The Northern Wei emerged in the midst of political and social chaos to establish the longest single dynasty during the Period of Disunity. Politically, it provided an era of stability and prosperity for north China. Its economic policy and creation of the land equalization system not only benefited the peasant population but also laid the foundation for similar policies over the next three hundred years. The Toba’s self-conscious, and highly successful, sinicization would be repeated numerous times over the course of ensuing Chinese history, with the last, and perhaps most notable example being the Manchu/Qing Dynasty (1644-1911).

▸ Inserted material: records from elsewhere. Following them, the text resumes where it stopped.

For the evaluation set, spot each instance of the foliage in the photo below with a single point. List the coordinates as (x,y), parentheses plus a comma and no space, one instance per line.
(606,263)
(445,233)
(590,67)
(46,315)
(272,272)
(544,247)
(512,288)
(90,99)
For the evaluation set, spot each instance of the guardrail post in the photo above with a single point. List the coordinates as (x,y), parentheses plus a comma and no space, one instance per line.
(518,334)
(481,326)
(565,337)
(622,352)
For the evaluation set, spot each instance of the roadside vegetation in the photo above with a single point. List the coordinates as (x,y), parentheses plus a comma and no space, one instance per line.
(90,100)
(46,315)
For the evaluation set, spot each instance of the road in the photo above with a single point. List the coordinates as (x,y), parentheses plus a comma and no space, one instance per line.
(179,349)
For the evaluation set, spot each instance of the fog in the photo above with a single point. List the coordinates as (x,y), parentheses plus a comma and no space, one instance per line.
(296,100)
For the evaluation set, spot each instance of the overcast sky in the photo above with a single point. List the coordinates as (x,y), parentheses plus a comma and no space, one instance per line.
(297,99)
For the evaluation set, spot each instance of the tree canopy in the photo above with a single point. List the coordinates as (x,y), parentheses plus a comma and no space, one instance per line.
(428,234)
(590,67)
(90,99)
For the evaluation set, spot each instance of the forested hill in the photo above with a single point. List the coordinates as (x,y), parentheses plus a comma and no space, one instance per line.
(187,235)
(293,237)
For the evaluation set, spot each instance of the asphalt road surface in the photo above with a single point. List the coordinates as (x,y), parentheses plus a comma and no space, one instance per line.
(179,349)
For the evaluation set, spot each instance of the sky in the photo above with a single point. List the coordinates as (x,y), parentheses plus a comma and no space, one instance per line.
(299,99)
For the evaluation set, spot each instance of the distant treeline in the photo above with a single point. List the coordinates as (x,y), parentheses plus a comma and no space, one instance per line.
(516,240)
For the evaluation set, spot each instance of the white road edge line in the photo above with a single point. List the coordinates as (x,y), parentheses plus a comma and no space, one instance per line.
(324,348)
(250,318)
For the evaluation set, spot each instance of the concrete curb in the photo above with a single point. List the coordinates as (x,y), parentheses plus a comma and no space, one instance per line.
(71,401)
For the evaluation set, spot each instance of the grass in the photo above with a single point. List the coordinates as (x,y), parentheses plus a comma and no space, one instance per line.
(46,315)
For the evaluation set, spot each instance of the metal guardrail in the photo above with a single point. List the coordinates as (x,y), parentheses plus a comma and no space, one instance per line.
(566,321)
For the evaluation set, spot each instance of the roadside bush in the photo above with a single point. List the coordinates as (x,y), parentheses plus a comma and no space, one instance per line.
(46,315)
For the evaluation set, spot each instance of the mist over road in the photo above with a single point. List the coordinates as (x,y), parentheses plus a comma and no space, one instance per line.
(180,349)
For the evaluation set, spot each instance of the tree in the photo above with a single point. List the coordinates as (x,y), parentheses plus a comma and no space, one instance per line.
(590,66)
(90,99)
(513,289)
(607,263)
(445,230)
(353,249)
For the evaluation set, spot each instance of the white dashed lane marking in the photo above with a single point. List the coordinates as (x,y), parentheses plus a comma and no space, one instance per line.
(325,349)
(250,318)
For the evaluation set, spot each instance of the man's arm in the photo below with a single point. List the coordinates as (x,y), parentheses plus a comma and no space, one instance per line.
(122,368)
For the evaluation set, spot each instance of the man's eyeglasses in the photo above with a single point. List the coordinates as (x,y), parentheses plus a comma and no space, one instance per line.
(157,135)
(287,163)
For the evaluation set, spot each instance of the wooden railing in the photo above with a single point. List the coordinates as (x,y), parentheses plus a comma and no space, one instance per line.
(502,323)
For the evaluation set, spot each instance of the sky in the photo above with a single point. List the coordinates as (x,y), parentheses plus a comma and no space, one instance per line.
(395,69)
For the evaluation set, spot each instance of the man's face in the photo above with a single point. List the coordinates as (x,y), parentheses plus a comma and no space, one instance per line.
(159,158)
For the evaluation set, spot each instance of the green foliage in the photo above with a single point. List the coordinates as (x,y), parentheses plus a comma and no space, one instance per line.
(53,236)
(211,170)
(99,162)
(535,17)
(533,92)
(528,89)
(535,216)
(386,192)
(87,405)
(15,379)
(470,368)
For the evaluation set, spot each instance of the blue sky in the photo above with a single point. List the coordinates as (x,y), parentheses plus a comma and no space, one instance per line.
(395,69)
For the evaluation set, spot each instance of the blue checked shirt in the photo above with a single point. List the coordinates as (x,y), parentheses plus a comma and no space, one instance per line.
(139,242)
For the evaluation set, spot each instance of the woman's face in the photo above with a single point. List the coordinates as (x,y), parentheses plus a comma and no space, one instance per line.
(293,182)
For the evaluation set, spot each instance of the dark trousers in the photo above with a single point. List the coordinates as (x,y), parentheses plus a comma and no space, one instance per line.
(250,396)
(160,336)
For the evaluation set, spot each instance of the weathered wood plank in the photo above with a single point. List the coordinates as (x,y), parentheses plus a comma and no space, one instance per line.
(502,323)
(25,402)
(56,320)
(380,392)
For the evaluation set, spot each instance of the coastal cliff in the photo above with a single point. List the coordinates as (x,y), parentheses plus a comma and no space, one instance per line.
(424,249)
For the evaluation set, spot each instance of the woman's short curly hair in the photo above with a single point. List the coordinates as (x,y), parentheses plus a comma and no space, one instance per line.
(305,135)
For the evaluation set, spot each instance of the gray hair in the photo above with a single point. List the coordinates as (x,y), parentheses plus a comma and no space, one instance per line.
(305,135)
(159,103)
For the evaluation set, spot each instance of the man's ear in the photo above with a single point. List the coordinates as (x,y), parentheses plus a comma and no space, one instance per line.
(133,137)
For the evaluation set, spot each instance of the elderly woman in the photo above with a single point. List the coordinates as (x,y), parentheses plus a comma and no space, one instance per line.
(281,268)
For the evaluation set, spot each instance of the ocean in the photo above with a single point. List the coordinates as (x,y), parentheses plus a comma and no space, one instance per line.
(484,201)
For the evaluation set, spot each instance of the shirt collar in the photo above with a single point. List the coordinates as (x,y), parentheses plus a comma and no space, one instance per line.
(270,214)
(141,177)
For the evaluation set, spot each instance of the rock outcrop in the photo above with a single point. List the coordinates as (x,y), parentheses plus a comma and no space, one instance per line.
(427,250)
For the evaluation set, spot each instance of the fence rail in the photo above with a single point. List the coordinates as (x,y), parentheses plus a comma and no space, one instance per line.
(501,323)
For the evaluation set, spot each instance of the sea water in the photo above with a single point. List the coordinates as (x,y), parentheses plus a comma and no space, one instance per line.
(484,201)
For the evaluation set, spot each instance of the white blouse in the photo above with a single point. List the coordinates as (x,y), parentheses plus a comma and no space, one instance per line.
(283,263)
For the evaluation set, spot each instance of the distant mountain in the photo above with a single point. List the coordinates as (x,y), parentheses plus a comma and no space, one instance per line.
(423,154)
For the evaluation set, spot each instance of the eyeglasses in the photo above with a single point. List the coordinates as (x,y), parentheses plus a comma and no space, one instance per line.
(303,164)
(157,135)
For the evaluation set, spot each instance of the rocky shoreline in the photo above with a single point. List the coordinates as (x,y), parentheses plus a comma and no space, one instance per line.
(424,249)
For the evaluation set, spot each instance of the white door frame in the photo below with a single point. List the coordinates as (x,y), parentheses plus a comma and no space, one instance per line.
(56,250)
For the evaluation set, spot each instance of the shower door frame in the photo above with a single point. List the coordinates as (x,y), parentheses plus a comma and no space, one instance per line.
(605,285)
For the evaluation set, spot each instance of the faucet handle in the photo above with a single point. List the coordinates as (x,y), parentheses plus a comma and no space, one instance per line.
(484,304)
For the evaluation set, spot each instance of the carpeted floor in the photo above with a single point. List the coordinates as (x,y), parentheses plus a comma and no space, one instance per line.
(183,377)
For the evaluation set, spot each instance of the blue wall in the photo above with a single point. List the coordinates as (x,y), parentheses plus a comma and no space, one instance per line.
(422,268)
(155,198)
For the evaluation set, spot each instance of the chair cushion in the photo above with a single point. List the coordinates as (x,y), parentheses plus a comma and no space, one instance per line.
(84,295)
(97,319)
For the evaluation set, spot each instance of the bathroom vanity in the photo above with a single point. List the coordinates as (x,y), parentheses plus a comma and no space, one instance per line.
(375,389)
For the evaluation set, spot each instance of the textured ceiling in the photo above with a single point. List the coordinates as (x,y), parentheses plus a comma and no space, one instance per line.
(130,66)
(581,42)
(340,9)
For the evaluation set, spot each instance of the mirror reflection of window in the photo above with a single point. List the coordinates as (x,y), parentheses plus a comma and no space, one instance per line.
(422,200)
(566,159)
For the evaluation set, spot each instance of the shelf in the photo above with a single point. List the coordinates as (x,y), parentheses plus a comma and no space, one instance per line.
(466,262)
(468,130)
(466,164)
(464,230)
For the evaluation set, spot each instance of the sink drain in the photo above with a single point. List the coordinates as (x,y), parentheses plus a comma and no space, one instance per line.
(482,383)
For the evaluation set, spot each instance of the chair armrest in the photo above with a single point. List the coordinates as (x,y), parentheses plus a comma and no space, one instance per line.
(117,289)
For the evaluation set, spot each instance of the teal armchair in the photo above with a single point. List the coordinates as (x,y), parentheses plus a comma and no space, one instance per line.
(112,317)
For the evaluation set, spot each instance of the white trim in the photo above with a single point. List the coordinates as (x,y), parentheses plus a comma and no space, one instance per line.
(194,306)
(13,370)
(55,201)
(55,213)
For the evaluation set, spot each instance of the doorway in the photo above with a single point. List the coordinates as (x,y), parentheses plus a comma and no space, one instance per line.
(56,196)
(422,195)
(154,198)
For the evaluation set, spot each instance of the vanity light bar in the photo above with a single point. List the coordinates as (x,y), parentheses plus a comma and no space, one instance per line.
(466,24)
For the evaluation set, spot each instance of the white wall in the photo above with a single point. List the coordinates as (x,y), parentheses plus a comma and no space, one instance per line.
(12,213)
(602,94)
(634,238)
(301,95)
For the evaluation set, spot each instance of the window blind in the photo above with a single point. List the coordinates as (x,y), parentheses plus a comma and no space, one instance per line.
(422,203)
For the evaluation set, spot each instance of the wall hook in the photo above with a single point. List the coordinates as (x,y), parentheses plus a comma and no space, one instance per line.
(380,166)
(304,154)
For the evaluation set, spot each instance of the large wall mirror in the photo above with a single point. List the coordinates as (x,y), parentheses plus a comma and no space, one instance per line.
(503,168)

Culturally, the Northern Wei also created some of the most remarkable Buddhist cave temples and sculptures in the world. Begun in 460 c.e. at Yungang, about 10 miles (16 kilometers) west of Datong, the first caves were dug by Buddhist monks under the leadership of Tanyao, appointed as head Buddhist monk by the emperor. Carved out of sandstone cliffs, there are fifty-three caves containing more than 51,000 (out of an estimated 100,000) statues and bas-reliefs of the Buddha and other figures, the largest a seated Buddha measuring 56 feet (17 meters) high and 52 feet (16 meters) wide. Once the capital was moved to Luoyang, work stopped at Yungang, and a new cave complex begun at Longmen near the capital. Here, more than 1,300 caves contain 100,000 scultures, several Buddhist pagodas and numerous inscriptions distributed through 2,100 grottoes and niches. The work in both of these complexes represents some of the earliest examples of stone carving in China and are considered the high point of Buddhist artistic expression.



Further Reading

  • Eberhard, Wolfram. A History of China. Berkeley: University of California Press, 1977. A concise history with a well-balanced section on the Northern Wei.
  • Jenner, W. J. F. Memories of Loyang: Yang Hsüan-chih and the Lost Capital (493-534). Oxford, England: Oxford University Press, 1981. A highly readable and interesting account of the new capital at Luoyang.
  • Mather, Richard B. “K’ou Ch’ien-chih and the Taoist Theocracy at the Northern Wei Court, 425-451.” In Facets of Taoism, edited by Holmes Welch and Anna Seidel. New Haven, Conn.: Yale University Press, 1979. An excellent study of the impact Daoism had on the early history of the dynasty.
  • Rodzinski, Witold. A History of China. New York: Pergamon Press, 1979. Another good account of the basic history of this period.